To give another example, we now know that there has been a virulent outbreak of infection in Seine-Saint-Denis in the suburbs of Paris, and another in a suburb of Lyon. Furthermore, it seems clear that in the United States, the black American population is particularly affected by the coronavirus. It is still suspected that obesity is an aggravating risk factor in the event of contamination because the virus causes an inflammatory reaction, which is stronger in overweight people, who also frequently suffer from respiratory problems, high blood pressure, etc. We also know that obesity is a factor in what are referred to as social inequalities in health. There is, therefore, an intimate relationship between social conditions and the level of risk posed by the virus; social precariousness exposes people to greater risk.
Consequently, the aforementioned "proportionality of care" indirectly favours people who have few or no co-morbidities, i.e. those who belong to the wealthy classes. This, therefore, raises serious questions about our health system, as well as about the structural inequalities that affect our social life.

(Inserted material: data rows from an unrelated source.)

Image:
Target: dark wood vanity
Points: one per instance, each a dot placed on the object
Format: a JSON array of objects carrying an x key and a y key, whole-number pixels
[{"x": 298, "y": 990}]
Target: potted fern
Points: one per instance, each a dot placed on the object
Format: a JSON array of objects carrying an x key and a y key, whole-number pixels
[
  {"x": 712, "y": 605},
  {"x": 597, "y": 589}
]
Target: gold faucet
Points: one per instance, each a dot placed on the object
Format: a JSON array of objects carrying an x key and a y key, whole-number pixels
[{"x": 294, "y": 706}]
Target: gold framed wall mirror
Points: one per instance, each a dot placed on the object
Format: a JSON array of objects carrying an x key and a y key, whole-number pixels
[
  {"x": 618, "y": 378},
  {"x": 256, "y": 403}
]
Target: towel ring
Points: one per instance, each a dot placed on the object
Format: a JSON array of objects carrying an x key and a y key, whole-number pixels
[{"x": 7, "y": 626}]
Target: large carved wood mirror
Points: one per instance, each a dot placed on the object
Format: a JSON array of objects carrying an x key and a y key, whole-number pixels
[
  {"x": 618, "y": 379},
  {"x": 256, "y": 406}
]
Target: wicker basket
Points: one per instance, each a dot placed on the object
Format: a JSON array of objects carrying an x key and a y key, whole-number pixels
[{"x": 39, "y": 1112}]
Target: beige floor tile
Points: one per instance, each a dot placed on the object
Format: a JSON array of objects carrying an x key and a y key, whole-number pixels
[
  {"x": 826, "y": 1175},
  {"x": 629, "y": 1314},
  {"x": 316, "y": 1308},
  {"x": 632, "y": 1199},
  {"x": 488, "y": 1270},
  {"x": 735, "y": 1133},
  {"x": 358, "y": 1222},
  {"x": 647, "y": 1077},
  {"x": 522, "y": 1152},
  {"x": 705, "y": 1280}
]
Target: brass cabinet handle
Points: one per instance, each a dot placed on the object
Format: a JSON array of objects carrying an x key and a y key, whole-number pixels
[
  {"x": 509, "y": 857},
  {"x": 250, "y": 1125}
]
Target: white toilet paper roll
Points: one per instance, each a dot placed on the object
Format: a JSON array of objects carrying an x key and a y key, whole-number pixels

With this in mind, what does the future hold?
Let us be clear, this pandemic will not be the last. Disasters which have brought serious health consequences have already occurred in the past - heat waves, hurricanes, as well as HIV, SARS in 2003, and other viruses whose links with the environmental crisis are now well established. How can we accept the fact that the "economic recovery" our leaders are talking about is, once again, based on over-production, which is destroying not only our environment but also our health?
In the future, how can we tolerate the excesses of the food industry, which are often denounced and which cause diabetes and obesity? Doctors have hypothesised that antihypertension drugs may have indirectly activated the cellular receptors of the virus in some people. Shouldn't this make us question our very conception of health? There is an urgent need to rethink the way economic activity will resume, and to re-examine how it should be transformed.
The crisis we are experiencing is revealing the major importance of health, both that of humans and that of the Earth. I hope that health, in its broader sense, will be the basis for rethinking the economy.